Soldiers killed four “fidayeen” - or commando-style gunmen willing to fight to death – after an hours-long gun battle to end what was the worst single attack on the army in years. More than 20 soldiers were wounded, some of them seriously.
The attack jeopardised hopes of peace returning quickly to Kashmir that has been rocked by two months of violent protests in which 86 people have been killed died and thousands injured.
Sources said the raid was part of a fresh wave of infiltration by militants from across the Line of Control, the heavily militarised de-facto border with Pakistan.
A top army official said the attack pointed to the involvement of the Pakistan-based Jaish-e Mohammad, which was also blamed by India for the Pathankot airbase attack in January.
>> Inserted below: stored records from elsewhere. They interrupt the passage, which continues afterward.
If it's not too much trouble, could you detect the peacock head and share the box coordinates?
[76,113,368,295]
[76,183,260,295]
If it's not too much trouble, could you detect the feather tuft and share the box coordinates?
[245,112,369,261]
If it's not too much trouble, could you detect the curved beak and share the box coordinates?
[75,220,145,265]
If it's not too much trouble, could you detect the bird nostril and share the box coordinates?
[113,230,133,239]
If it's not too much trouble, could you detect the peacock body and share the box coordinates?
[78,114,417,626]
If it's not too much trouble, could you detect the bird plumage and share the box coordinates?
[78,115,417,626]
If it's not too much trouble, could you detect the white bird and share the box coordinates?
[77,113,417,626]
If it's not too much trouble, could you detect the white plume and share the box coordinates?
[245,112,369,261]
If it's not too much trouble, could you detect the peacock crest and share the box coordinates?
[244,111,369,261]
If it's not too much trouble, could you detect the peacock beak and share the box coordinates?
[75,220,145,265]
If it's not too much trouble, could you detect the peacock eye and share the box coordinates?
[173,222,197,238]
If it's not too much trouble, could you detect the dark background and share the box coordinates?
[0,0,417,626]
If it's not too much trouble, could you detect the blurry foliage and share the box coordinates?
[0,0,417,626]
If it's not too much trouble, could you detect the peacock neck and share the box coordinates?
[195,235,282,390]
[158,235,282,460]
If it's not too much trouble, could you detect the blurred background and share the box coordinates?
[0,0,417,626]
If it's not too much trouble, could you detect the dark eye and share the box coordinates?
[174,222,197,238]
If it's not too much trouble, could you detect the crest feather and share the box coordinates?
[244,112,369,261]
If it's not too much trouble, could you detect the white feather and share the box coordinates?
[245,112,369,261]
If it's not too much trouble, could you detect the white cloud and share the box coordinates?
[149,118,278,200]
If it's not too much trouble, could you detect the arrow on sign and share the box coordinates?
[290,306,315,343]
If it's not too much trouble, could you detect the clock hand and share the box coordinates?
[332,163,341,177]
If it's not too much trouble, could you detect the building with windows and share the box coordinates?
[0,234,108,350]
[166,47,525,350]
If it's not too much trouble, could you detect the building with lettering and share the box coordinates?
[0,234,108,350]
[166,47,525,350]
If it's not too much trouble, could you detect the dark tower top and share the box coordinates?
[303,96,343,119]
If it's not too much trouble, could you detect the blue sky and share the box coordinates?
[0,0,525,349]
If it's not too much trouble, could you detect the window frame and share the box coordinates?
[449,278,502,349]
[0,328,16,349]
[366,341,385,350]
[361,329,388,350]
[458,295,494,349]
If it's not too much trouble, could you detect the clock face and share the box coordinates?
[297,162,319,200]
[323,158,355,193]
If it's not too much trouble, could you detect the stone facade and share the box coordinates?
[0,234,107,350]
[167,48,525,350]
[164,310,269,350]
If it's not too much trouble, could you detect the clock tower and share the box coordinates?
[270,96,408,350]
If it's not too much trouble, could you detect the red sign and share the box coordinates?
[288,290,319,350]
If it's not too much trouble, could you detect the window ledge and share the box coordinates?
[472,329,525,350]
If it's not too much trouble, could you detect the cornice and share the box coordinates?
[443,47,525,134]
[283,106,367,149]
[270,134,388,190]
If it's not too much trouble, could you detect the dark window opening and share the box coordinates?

Islamabad denied any involvement.
Sunday’s attack led to calls for an aggressive response, with Prime Minister Narendra Modi vowing to punish those behind the “cowardly” and “despicable” attack.
“I assure the nation that those behind this despicable attack will not go unpunished,” Modi said in a series of tweets.
No one has so far claimed responsibility but home minister Rajnath Singh hit out at Pakistan, calling it a terror state that needed to be “identified and isolated”.
“I am deeply disappointed with Pakistan’s continued and direct support to terrorism and terrorist groups,” he tweeted.
Lt Gen Ranbir Singh, director general of military operations, said the militants could be from the JeM as equipment recovered from them had Pakistan markings. He said four AK-47 rifles, four under barrel grenade launchers and ammunition were recovered from the dead militants.
Islamabad rejected the charge with foreign office spokesperson Nafees Zakaria saying that New Delhi always blamed Pakistan for such incidents even before completing a probe.
Defence minister Manohar Parrikar visited Srinagar for a meeting with top army commanders and home minister Rajnath Singh cancelled scheduled trips to Russia and the United States. Army chief Dalbir Singh and northern command head DS Hooda also rushed to Uri.
The attack is likely to further roil Kashmir that army sources say has seen scores of infiltration attempts since protests broke out against insurgent leader Burhan Wani’s killing in July.
The Uri attack came within hours of the Uttarakhand police chief revealing that the Centre had sent out an alert for possible terrorist strike on defence installations in North India.